From mboxrd@z Thu Jan  1 00:00:00 1970
From: Nikolai Joukov <kolya@cs.sunysb.edu>
Subject: Re: [RFC] Support for stackable file systems on top of nfs
Date: Sun, 13 Nov 2005 19:44:14 -0500 (EST)
Message-ID: <Pine.GSO.4.53.0511131919530.23544@compserv1>
Mime-Version: 1.0
Content-Type: TEXT/PLAIN; charset=US-ASCII
Cc: Trond Myklebust <trondmy@trondhjem.org>, dhowells@redhat.com,
	nfsv4@linux-nfs.org, Charles Wright <cwright@cs.sunysb.edu>,
	linux-fsdevel@vger.kernel.org
Return-path: <linux-fsdevel-owner@vger.kernel.org>
Received: from sbcs.cs.sunysb.edu ([130.245.1.15]:4533 "EHLO
	sbcs.cs.sunysb.edu") by vger.kernel.org with ESMTP id S1750807AbVKNAo3
	(ORCPT <rfc822;linux-fsdevel@vger.kernel.org>);
	Sun, 13 Nov 2005 19:44:29 -0500
To: "John T. Kohl" <jtk@us.ibm.com>
Sender: linux-fsdevel-owner@vger.kernel.org
List-Id: linux-fsdevel.vger.kernel.org

>> Charles> On Fri, 2005-11-11 at 08:45 -0500, John T. Kohl wrote:
>>> Other than i_mapping/f_mapping, I don't think it's possible right now
>>> for stacking file systems to handle the address_space operations in our
>>> layer *and* share the same pages with the backing-store, since the struct
>>> pages are attached to the address space via file->f_mapping.
> Charles> At Stony Brook, we've come across similar problems. It is relatively
> Charles> easy to double cache, but inefficient.  It is also relatively easy to
> Charles> single-cache, but then you don't get to intercept any of these
> Charles> interesting operations.  Getting both at once is tricky.
>
> We currently do single-caching, by passing on the mmap operation to the
> backing store (swapping in the backing store file for vma->vm_file).
> (We do the equivalent in our MVFS built for vnode kernels.)  Swapping
> the vm file is mostly workable, but we do have to be a bit too
> knowledgable about the innards of file mapping and do some things to
> accomodate the actions taken after fop->mmap is called.

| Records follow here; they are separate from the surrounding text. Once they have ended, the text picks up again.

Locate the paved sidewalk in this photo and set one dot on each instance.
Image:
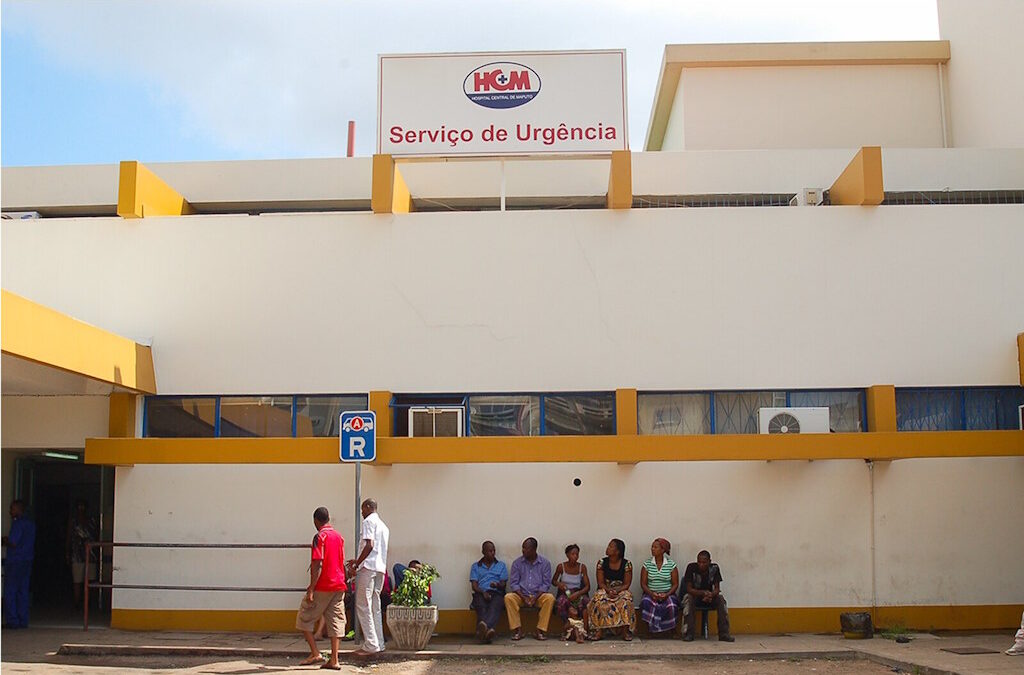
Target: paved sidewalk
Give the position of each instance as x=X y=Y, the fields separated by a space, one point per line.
x=924 y=654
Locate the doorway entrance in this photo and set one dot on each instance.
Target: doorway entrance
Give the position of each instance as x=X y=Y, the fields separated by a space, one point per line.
x=51 y=482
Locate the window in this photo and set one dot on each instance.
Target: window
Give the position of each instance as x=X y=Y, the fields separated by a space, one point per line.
x=434 y=421
x=580 y=414
x=736 y=412
x=317 y=416
x=172 y=417
x=256 y=416
x=505 y=416
x=270 y=416
x=846 y=408
x=948 y=409
x=673 y=414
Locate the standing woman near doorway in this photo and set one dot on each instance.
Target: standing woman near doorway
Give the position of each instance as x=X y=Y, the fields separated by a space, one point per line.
x=81 y=529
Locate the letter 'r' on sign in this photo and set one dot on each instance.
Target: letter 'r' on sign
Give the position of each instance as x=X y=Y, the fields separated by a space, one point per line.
x=358 y=436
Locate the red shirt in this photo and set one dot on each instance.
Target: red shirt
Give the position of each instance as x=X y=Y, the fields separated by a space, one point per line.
x=329 y=548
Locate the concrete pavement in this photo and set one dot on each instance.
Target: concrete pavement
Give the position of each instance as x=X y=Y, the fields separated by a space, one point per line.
x=925 y=654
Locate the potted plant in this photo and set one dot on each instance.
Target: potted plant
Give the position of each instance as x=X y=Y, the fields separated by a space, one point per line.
x=410 y=619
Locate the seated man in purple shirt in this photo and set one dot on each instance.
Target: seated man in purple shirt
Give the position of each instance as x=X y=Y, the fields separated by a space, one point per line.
x=528 y=584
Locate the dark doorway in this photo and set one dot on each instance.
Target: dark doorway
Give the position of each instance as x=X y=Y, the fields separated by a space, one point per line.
x=51 y=482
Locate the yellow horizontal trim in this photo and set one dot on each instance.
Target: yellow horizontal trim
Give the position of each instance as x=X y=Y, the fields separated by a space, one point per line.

What we are discussing here is only the tip of the iceberg.  We are
discussing the simplest case:
1) Page N of the upper filesystem's file corresponds to page N of the
lower file.
2) No page processing is necessary.
In that case we use either the technique described above
(http://lxr.fsl.cs.sunysb.edu/fistgen/source/templates/Linux-2.6/file.c#L458)
or CODA's i_mapping/f_mapping way.  Both have their own problems.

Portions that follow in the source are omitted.